Les erreurs qui m'ont marqué

Deux erreurs personnelles que je garde en tête et qui décident encore mes préparations aujourd'hui.

Été 2014, je passe le Fromveur à l'envers pour gagner Ouessant depuis Molène. J'avais mal lu ma table : je me suis présenté 1h30 avant l'étale au lieu de 30 minutes après. Résultat : 6 nœuds de courant debout pendant 40 minutes, grand-voile haute, 3 nœuds de vitesse fond, bateau qui tape, mousse qui part du cockpit. Rien de dangereux puisque j'étais dans l'axe et que je pouvais laisser porter à tout moment, mais une frustration mémorable. Depuis, je recalcule mes étales 2 fois et je les note au crayon dans le cahier de bord.

Printemps 2019, je sors du Moulin Blanc sans vérifier la météo marine de la zone Ouessant. Il y avait un avis de grand frais 35 à 40 nœuds annoncé 48 heures plus tard. J'ai dû faire demi-tour à la pointe Saint-Mathieu parce que la mer levait déjà dans le chenal. J'ai passé 2 jours au Conquet en attendant la bascule. Depuis, je ne pars jamais sans écouter le bulletin des 24 prochaines heures, diffusé sur 79 par Corsen toutes les 3 heures.

Le matériel qui fait la différence

Je ne suis pas équipé en haut de gamme. Mon GPS est un vieux Garmin de 2012, mon plotter tourne sous OpenCPN sur un iPad, je n'ai pas de radar. Ce qui compte dans cette zone, ce n'est pas le matériel, c'est la qualité de la table de courant et la VHF en état.

  • Table SHOM des courants Iroise (édition 2023, annuaire des marées 2025 sur le téléphone). Le vrai investissement.
  • VHF fixe avec ASN, MMSI à jour (enregistrement ANFR gratuit), antenne en tête de mât.
  • Cartes marines numériques à jour (carte 7122 Pointe Saint-Mathieu au phare du Four, 7123 Molène-Ouessant).
  • Réserve carburant pour 30 milles hors réservoir principal. Au cas où le courant joue contre.

Les cartes marines de BoatMap intègrent cette zone avec les profondeurs et les marqueurs de bouées sur Molène et Lampaul. Utile pour croiser les informations quand on prépare son tour.

Ce que j'en retiens après 13 ans

Le triangle Brest-Camaret-Ouessant-Molène est le meilleur terrain d'entraînement que je connaisse pour apprendre à lire les courants.
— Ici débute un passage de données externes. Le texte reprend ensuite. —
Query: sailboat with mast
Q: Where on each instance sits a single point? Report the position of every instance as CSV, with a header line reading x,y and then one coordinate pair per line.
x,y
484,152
En 3 jours on négocie deux raz majeurs (Four et Fromveur), plusieurs passages côtiers, une sortie et une rentrée de rade. Si on sait faire ça à l'étale près, on peut naviguer n'importe où en Manche ou en Atlantique nord avec la même méthode.

Un plaisancier correctement préparé fait ce tour sans frayeur. Un plaisancier qui improvise s'y fait rincer. La différence n'est pas l'expérience, c'est l'anticipation. 30 minutes de préparation la veille au soir valent 3 heures de galère le lendemain.

Les 3 horaires qui m'ont sauvé mes 13 dernières années : étale de pleine mer Brest, PM + 30 minutes pour descendre le Four, PM ou PM + 15 minutes pour descendre le Fromveur. Rien d'autre.